L’État, les institutions, la société toute entière … Tous complices silencieux d’une maltraitance sociale organisée, bien cachée derrière de faux sourires administratifs. On vous juge, on vous classe, on vous broie dans la machine bureaucratique froide, impersonnelle et implacable. Vous n’êtes plus humain, juste un numéro à gérer, une statistique gênante qu’on espère effacer rapidement.
Même vos proches finissent par disparaître. Amis, voisins, famille, ils s’éloignent tous quand la misère frappe à votre porte. Ils s’échappent comme s’ils avaient peur d’être contaminés et ils n’ont pas tort. La pauvreté est contagieuse, elle se propage dans un engrenage infernal, sans échappatoire possible. Ils fuient la pauvreté comme on fuit une maladie incurable. Ils vous abandonnent, vous laissent sombrer seul dans cette spirale infernale qui vous aspire chaque jour un peu plus profondément dans l’abîme.
Peu à peu, vous perdez tout contact, vous devenez invisible, inexistant. Personne ne veut porter votre misère, personne ne veut entendre votre souffrance.
À Forbach, la pauvreté est plus qu’un fléau. C’est un destin scellé, une condamnation perpétuelle à l’exclusion, à la solitude, à la souffrance sans fin. Si vous êtes pauvres ici, cessez d’espérer et mettez fin à vos jours. Regardez autour de vous : votre avenir est déjà mort, enterré sous les décombres d’une société qui n’en a strictement rien à faire de vous.
Voyez votre ville comme un immense cimetière, rempli de vivants morts intérieurement, attendant simplement la fin. Bienvenue dans le néant.
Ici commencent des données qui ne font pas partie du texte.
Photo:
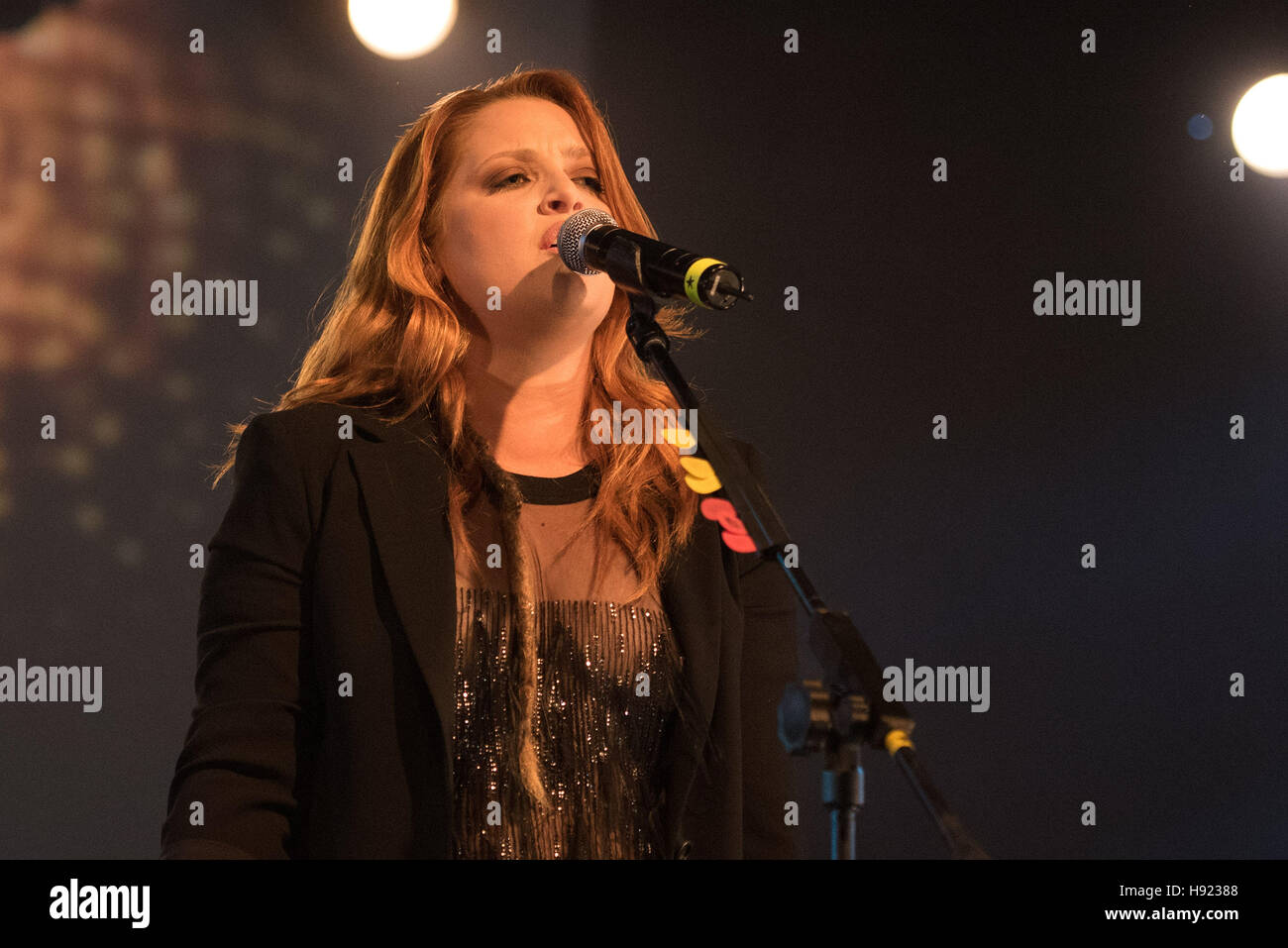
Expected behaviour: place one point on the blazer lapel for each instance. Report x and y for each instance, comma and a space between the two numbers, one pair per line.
403, 484
692, 596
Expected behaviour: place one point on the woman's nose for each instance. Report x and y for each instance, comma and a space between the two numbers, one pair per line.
563, 197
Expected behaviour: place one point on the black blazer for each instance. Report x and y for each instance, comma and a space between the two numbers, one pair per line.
335, 557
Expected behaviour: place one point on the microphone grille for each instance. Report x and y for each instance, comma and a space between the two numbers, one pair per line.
571, 233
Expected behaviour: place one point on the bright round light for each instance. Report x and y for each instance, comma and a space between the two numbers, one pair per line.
400, 29
1260, 127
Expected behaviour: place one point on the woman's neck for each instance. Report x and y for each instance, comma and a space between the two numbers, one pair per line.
531, 416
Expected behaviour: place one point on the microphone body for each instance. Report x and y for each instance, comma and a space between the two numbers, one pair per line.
590, 243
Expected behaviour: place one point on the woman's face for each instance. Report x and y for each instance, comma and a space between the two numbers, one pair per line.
497, 207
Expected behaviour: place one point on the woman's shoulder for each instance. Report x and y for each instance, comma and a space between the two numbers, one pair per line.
314, 425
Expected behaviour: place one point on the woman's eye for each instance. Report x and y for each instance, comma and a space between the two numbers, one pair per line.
509, 181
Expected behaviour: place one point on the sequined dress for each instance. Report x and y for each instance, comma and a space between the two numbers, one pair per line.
606, 682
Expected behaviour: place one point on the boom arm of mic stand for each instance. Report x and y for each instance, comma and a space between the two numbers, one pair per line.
849, 665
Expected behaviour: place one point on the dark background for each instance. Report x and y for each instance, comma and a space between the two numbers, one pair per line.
809, 170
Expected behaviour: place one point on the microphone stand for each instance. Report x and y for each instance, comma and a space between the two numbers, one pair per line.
845, 708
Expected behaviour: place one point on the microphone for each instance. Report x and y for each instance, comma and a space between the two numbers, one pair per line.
640, 264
David SCHMIDT, plus que deux mois de chômage et tout sera fini. Plus de serveurs informatiques, plus de FOR’FM, plus de sites web… Plus de dignité. Deux années passées à chercher du travail et à espérer en vain, à être humilier pour rien. Aujourd’hui, j’abandonne. Je suis à bout. Il ne restera que cette chaîne YouTube et ces réseaux sociaux, simples vestiges d’une bataille perdue d’avance, preuves dérisoires qu’un jour quelqu’un a tenté de s’en sortir, avant d’être broyé, anéanti, rattrapé impitoyablement par la réalité brutale de la vie.